Cells were washed with ice-cold phosphate-buffered saline (PBS) and lysed in radioimmunoprecipitation assay (RIPA) lysis buffer with protease inhibitors and phosphatase inhibitors (Invitrogen). Protein concentrations were quantified by BCA protein assay (Beyotime). Western blot analysis was performed using standard techniques. Blots were incubated with primary antibodies overnight at 4°C before being probed with the appropriate peroxide-conjugated secondary antibodies. The immunocomplexes were captured by the addition of 20 μl of Protein A/G PLUS-Agarose beads (Santa Cruz Biotechnology) and washed three times with RIPA wash buffer. After recovery by heating at 95°C for 5 min in 30 μl eluent with 0.1 M glycine (pH 3.0) twice; samples were neutralized by 1 M tris-HCl of pH 8.5. After mixed with 4× SDS loading buffer, the immunocomplexes were analyzed by Western blotting. The detailed antibody information is included in table S1.
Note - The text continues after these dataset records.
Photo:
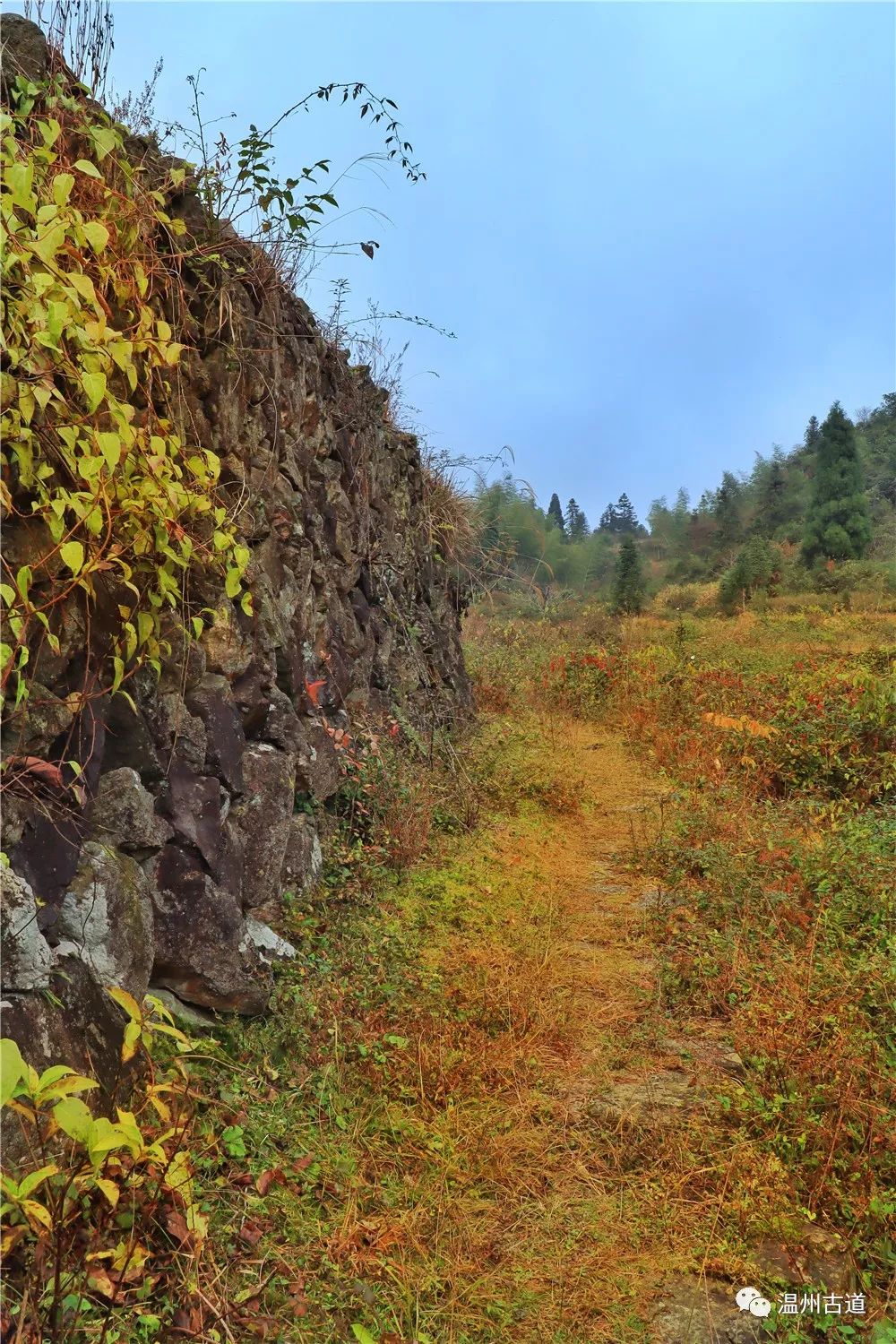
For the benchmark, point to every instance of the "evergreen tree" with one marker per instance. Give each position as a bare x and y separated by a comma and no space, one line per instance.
625,515
837,523
813,432
576,521
754,569
607,519
627,580
727,513
555,513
Real-time quantitative PCR

Total RNA was extracted from cultured cells using an RNAiso plus kit (TaKaRa) according to the manufacturer’s instructions. Real-time PCR was performed with SYBR Green. The primers used to amplify target genes are listed in table S3.

Immunofluorescence

Cells growing on glass coverslips were washed thrice with PBS, then fixed with ice-cold methanol/acetone (1:1) for 5 min, and incubated with 3% bovine serum albumin (BSA) for 30 min. Following washing with PBS containing 0.1% Triton X-100 (PBS-T) thrice, coverslips were treated with the primary antibodies at 4°C overnight before being probed with the appropriate fluorescence-conjugated secondary antibodies and 4′,6-diamidino-2-phenylindole (DAPI). Images were acquired by confocal microscopy (Carl Zeiss).

Immunohistochemistry

For tissue immunohistochemistry (IHC), it was performed using a PANO Multiplex IHC kit (PNO10223AD). According to the manufacturer’s instructions, paraffin-embedded tissues were cut into 4-μm-thick sections. After rehydration, heat-induced antigen retrieval using tris-EDTA buffer, endogenous peroxidases blocking the sections were incubated with primary antibodies at 4°C overnight and with secondary antibodies at room temperature for 30 min, then it probed with the tyramide signal amplification (TSA) fluorescence and DAPI. Images were acquired by confocal microscopy (Carl Zeiss).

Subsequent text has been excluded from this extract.